頬に薄っすらと影を落とす長い睫毛が、瞬きをする度に揺れる。
「えーっと、お母様?もう一度仰っていただけますか?」
「えぇ、勿論ですわ」
可憐と良く似た顔立ちの母親は、こちらも可憐に良く似た甘い声で先ほどと同じ言葉を紡ぐ。

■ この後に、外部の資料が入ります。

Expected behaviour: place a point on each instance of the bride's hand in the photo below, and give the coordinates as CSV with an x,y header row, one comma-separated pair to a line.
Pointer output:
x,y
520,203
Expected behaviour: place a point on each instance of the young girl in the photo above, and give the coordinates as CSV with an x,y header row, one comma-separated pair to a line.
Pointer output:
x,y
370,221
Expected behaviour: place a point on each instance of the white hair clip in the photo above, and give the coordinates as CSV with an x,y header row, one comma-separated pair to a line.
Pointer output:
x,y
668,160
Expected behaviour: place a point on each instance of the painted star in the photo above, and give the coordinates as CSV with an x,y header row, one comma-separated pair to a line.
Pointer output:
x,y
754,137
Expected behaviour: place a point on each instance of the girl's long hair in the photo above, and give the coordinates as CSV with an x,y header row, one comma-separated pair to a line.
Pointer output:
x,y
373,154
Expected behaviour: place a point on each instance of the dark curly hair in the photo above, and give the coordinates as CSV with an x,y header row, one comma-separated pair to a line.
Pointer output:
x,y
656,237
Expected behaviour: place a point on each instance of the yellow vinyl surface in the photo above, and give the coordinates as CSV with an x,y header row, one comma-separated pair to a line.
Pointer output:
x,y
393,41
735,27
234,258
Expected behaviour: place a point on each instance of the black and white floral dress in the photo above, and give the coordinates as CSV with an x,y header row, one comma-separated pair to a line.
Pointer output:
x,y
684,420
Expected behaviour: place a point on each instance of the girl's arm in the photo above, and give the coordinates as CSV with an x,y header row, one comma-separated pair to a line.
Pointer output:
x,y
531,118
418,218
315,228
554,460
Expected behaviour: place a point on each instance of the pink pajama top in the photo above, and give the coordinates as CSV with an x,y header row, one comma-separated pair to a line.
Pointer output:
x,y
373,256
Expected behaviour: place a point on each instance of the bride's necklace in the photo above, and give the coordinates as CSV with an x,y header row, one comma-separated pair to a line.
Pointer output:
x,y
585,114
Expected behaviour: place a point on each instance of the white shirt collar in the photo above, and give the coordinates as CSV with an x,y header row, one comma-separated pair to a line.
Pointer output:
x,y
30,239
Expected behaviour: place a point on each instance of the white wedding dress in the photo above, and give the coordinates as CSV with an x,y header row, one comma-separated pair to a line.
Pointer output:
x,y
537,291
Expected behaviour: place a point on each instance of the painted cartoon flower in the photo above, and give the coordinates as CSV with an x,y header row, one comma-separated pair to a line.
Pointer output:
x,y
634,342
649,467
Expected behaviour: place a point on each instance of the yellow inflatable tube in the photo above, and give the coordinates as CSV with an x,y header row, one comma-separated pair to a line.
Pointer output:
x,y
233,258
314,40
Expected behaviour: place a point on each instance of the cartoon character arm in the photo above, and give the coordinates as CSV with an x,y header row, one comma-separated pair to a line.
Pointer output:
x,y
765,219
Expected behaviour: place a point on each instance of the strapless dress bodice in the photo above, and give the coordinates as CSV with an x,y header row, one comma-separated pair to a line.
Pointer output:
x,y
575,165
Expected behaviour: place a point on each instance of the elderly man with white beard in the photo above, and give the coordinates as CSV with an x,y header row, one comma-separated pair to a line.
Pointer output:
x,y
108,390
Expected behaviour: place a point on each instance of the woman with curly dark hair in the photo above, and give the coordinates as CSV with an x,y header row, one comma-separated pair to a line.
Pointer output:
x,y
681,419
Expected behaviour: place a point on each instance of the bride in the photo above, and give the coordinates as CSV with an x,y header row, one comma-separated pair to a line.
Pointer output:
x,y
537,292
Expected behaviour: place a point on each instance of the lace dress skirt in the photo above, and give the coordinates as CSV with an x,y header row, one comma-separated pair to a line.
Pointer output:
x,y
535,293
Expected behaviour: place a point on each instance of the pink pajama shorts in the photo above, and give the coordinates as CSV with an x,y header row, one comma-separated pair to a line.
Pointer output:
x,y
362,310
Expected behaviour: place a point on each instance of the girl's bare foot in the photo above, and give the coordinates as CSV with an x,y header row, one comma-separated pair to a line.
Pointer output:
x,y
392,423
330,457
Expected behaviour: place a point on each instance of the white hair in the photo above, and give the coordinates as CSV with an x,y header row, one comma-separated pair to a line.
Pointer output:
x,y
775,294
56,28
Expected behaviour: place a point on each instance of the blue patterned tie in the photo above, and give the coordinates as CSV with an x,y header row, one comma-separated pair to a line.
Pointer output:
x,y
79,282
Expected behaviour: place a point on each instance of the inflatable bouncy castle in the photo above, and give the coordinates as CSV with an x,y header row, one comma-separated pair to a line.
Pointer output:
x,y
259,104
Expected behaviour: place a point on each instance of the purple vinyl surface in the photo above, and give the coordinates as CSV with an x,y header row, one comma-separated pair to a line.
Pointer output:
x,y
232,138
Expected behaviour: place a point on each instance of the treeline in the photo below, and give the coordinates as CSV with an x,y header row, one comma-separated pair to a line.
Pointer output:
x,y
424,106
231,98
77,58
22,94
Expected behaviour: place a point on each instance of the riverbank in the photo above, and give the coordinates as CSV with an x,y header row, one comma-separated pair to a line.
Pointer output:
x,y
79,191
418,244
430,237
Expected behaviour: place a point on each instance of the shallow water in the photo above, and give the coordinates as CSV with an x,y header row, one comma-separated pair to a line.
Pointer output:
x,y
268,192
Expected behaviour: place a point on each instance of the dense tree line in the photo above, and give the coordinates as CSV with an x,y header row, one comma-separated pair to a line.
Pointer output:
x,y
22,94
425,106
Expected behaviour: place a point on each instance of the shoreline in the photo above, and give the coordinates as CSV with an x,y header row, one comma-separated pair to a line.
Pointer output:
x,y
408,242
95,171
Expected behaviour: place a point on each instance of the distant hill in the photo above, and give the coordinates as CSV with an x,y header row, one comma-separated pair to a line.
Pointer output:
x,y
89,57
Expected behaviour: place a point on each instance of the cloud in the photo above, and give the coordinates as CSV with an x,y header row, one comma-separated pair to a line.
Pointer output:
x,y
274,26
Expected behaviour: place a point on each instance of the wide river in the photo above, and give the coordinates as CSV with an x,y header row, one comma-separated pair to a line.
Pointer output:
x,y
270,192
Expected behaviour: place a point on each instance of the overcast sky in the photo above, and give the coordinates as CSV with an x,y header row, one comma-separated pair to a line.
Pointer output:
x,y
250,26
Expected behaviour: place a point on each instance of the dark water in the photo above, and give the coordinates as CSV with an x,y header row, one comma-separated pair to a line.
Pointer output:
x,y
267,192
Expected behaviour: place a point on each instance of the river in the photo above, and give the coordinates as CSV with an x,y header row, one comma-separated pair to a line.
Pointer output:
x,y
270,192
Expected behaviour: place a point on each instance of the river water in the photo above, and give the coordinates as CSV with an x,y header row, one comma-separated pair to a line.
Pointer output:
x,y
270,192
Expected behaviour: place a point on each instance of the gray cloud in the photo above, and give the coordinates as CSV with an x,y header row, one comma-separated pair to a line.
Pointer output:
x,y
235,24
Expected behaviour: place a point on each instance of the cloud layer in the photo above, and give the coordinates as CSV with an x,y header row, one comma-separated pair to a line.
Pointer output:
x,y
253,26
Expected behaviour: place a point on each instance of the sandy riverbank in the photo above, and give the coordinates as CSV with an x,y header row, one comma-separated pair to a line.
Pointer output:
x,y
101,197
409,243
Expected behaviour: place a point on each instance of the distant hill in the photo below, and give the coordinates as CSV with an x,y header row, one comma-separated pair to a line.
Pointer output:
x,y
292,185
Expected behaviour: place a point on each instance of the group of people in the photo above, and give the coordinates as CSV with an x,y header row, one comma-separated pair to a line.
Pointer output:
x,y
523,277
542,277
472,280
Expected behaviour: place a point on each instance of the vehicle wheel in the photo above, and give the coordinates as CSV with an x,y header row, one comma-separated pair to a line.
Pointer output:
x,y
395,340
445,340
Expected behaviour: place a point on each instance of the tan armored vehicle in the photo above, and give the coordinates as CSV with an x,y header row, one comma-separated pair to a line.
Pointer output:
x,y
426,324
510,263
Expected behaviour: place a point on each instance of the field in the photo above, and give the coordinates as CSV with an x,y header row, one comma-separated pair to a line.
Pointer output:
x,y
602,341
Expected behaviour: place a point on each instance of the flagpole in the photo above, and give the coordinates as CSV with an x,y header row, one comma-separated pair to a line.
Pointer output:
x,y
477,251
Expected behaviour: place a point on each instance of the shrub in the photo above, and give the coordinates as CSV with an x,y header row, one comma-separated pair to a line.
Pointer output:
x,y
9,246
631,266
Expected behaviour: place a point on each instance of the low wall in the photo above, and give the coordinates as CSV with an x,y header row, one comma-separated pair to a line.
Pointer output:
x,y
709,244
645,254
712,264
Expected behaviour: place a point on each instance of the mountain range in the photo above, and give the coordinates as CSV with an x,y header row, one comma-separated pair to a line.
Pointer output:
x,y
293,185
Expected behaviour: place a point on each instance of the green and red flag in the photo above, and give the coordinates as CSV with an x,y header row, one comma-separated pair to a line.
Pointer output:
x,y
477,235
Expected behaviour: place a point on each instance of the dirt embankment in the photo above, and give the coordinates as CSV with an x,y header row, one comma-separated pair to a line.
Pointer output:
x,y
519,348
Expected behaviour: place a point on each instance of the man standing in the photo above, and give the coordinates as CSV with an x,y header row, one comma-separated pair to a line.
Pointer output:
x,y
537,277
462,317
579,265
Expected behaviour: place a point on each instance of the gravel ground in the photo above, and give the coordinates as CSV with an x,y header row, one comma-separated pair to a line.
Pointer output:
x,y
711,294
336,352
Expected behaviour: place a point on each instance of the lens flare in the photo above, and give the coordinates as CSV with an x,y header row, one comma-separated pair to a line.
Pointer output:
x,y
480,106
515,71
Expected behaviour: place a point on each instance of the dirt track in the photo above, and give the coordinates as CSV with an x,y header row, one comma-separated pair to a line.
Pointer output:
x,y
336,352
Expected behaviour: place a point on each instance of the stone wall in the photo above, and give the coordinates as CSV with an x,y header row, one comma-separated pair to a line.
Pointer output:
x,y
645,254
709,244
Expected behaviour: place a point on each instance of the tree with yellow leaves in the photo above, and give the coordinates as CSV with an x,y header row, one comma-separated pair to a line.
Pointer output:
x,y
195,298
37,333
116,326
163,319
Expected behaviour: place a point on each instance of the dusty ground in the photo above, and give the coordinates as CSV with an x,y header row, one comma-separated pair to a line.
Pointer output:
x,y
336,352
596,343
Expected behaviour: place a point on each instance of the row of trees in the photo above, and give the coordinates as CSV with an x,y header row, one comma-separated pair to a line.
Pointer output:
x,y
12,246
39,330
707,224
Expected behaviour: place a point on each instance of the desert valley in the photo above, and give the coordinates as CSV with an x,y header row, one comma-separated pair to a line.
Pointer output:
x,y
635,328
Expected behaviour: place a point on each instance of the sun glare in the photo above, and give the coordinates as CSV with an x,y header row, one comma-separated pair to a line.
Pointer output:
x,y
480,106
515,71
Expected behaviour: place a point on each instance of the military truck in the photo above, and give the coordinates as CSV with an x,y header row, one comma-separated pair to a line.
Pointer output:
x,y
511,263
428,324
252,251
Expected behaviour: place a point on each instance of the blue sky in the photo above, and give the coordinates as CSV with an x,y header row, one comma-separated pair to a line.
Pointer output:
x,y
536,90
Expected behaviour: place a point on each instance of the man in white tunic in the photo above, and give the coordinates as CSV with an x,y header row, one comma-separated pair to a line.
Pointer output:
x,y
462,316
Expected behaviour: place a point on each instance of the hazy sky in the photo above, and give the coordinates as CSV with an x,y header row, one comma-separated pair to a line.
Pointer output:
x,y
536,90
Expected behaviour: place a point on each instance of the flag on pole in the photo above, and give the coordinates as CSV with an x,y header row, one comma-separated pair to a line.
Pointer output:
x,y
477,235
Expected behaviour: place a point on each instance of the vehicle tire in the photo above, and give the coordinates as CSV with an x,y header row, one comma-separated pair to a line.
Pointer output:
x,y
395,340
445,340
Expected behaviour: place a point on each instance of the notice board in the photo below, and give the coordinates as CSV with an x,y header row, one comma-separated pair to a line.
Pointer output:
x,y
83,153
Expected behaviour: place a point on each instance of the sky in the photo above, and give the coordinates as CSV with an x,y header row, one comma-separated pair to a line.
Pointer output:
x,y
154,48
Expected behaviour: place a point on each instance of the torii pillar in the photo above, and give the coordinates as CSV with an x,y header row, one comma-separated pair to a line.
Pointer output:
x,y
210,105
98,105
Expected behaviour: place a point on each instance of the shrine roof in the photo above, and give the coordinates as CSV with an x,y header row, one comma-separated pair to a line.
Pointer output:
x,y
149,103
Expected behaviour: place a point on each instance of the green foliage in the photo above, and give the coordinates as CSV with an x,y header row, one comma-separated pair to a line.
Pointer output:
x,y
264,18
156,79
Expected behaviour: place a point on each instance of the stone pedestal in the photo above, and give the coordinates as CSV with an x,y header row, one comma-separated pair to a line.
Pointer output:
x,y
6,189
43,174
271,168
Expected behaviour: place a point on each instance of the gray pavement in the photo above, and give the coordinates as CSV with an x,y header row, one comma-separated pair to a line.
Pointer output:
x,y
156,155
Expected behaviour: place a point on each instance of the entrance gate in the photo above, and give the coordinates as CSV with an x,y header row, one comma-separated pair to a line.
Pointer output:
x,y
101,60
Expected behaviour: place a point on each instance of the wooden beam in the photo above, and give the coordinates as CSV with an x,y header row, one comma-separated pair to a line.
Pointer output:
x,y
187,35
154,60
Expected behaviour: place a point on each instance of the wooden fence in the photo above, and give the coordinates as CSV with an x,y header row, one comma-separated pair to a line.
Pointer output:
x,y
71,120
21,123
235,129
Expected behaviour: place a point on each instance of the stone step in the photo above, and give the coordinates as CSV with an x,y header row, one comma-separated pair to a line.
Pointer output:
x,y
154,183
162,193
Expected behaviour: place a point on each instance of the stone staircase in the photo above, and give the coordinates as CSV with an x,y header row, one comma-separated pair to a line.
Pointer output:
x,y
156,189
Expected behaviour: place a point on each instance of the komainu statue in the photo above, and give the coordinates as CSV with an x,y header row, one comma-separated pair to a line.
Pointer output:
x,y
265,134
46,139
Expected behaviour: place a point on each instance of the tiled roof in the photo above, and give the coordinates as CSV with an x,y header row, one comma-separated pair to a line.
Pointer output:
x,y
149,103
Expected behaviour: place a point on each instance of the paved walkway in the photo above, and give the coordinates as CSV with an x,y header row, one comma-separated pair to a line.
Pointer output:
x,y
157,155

「今年のお年玉ですけれど、少し趣向を凝らしてありますの」
「趣向、ですか?」
「お年玉をとあるところに隠しておきましたの」
そう言って、上品に口元に手を当てて微笑む。
「どうしてそのような回りくどい事を?」
「直接渡すだけでは、つまらないかと思いまして」
「そうですか」
「そうですの」
うふふ、おほほと、上品な笑い声が響く。
それを近くで見ながら、大胡 信也(おおご・しんや)は冷や汗を流していた。
「‥‥こんの、ババーーっ!!素直に渡しやがれってんだよっ!」
「オーーーッホッホッホ!やぁね〜、そんなつまんないこと、するわけないじゃーん」
「じゃーんじゃねぇよ!自分の歳考えやがれ!」
「だぁってぇ〜。つかさぁ、超うるさいんだけどぉ〜」
「っかーーー!!ムカツク!その言葉遣いがムカツク!」
「お嬢様、落ち着いてください!」
信也が可憐の腕を取って何とか止める。
‥‥実は可憐、こんな“可憐”な外見をしているのに性格はいたって乱暴で俺様だ。
そして可憐の母親である儚(はかな)は、可憐と良く似た顔立ちの美女なのに、性格はいたって“若者”だ。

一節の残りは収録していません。